Fortunately for Sarah, she lived close enough to Yale to create a workable solution. She dropped a class, leaving her at the minimum of three credits, and she commuted back and forth between home and school. She also found that the people she worked with at Yale were very supportive. Somehow, despite the great difficulty of her situation, she survived the semester.

Yet the larger question of fairness remains. As Sarah noted, "Suppose my home were several states away; there is no way I could have accomplished what I did. I would have had to make an extremely difficult decision: my family or my future. Choosing to return home would not only mean that I would likely suffer a tremendous personal loss, but that I would also have to put my academics on hold for a full year—regardless of whether or not I felt psychologically ready to return to campus and resume study." Sarah says she would have chosen to be with her family. "I would not have missed the last few weeks of my father's life for anything," she explained. "However, why should I be penalized for making that judgment?"

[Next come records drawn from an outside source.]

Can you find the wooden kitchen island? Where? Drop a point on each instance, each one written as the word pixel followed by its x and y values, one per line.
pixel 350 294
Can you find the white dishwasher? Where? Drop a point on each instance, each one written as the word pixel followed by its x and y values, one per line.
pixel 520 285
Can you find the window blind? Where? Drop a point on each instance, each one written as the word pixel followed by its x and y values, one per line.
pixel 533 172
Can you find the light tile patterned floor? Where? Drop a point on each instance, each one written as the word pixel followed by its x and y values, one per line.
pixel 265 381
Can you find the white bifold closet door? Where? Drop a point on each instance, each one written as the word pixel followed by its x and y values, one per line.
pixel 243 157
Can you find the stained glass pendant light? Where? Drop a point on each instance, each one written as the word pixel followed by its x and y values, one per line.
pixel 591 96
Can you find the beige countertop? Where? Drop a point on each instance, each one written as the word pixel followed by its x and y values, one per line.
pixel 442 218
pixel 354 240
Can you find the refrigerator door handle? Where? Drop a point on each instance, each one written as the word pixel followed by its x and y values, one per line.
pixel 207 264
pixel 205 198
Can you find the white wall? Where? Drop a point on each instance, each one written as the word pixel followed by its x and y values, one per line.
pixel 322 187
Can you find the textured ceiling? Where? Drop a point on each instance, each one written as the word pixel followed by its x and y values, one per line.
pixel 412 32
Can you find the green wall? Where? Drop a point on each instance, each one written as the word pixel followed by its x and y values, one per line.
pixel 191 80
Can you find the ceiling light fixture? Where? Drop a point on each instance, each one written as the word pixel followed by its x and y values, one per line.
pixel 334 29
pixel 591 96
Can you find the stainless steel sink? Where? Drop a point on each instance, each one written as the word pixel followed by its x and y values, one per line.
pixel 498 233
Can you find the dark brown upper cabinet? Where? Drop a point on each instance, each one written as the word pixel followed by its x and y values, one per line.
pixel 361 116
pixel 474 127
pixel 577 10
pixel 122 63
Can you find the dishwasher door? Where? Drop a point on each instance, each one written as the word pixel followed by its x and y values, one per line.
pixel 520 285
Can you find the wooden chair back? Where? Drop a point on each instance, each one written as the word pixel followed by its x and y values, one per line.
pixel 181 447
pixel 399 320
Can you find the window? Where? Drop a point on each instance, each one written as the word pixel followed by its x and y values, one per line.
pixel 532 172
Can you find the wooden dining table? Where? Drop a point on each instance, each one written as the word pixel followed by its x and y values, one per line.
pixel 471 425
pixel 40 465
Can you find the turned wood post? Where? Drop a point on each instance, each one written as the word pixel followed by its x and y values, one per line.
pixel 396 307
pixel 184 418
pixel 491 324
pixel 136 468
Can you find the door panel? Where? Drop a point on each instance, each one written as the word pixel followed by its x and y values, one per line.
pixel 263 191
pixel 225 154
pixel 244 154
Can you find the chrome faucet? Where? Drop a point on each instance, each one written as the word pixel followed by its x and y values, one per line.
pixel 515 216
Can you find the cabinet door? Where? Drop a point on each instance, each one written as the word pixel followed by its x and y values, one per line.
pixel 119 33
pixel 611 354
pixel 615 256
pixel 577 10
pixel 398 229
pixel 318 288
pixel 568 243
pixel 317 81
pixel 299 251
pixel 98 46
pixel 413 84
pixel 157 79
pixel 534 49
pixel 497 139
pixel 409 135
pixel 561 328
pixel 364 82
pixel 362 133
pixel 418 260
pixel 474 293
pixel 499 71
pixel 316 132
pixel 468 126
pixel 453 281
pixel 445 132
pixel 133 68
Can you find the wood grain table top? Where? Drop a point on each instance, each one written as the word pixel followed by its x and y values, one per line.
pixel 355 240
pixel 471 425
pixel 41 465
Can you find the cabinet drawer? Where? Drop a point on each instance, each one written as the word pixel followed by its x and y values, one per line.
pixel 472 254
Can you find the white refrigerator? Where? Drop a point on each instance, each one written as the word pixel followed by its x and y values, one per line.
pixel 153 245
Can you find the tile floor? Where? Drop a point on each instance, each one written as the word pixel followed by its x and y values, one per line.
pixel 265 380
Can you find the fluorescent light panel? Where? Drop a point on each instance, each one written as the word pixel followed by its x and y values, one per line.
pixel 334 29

The Blue Book specifies four categories of withdrawal: medical, emotional, academic, and personal. In the case of a medical withdrawal, students may return the following term. If a student withdraws for emotional reasons, as recommended by Mental Hygiene, he must remain away for one full term. And for students in the final two categories, two full terms away are mandatory.

The rigidity of this rule is staggering. No matter the cause of a student's withdrawal, if it cannot be categorized as a medical or emotional disorder, the student is forced to stay away from Yale the following year. No distinction is made between the student who decides to leave on a whim, the student who is failing out, and Sarah.

Yale enforces many rules blindly, without allowing for human oversight. The rules are elevated above the people who should be given the power to overturn them. An appeal by students for some common sense and a little human decency is met with the equivalent of a blank stare and a recitation of the inflexible rule.

The Committee for Readmission is responsible for deciding whether or not students who withdrew can be readmitted to Yale. Occasionally students apply before they have remained away for two full terms. But according to Dean Jill Cutler, chair of the committee, these applications are rejected automatically.

It is not the committee's job to decide the merits of the rule. What is needed is a fundamental change in the way Yale treats these matters—a change in the Blue Book to pass control of such decisions to human beings. Not all students can be as brave as Sarah, who asks, "to be in such a situation is hard enough—why should the school system compound the problem?"